= Vera Ramaciotti =

Australian philanthropist

Vera Ramaciotti (19 March 1891–1982) was an Australian philanthropist who with her brother, Clive Ramaciotti, established the Clive and Vera Ramaciotti Foundation.

==Life==
Ramaciotti was the only daughter of Major General Gustave Ramaciotti CMG, the owner of the Theatre Royal in King Street, Sydney, Australia. She was born in Ashfield and attended Sydney Church of England Girls' Grammar School as a boarder. In 1911 she travelled abroad for the coronation of King George V.

She was governor of the Sydney Hospital.

The Australian Women's Weekly published an article, in 1970, entitled "The Quiet Millionairess" that claimed Vera was "Australia's least-known millionairess" and "possibly the most private woman in Australia", adding that she "physically shrinks from seeing her name in print".

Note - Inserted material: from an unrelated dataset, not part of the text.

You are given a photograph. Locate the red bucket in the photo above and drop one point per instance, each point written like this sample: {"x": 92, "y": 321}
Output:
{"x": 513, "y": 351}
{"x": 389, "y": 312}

Clive Ramaciotti was interested in bio-medical research and Vera planned the establishment of the Clive and Vera Ramaciotti Foundation with him before his death in 1967. The idea came after she was asked to contribute to the Walter and Eliza Hall Foundation in Melbourne. The Foundation was established with an investment of $6.7 million and is managed by Perpetual Trustees. The funds combined capital is in excess of $60 million. A Scientific Advisory Committee advises Perpetual on the grants to be awarded each year. In 1970, when the Foundation had accumulated interest of $600,000, initial payments were made to 27 institutions. By 2008 the fund had allocated over $45 million to biomedical research supporting more than 3000 research programs; by 2020, over $61 million in funding had been allocated.

==Legacy==

In 2024, the foundation was seen as one of the largest private contributors to Australian biomedical research. The Ramaciotti Biomedical Research Award gives out $1 million every two years for university and hospital research. The Ramaciotti Medal for Excellence ($50,000) is awarded annually, while eight Ramaciotti Health Investment Grants are also awarded each year.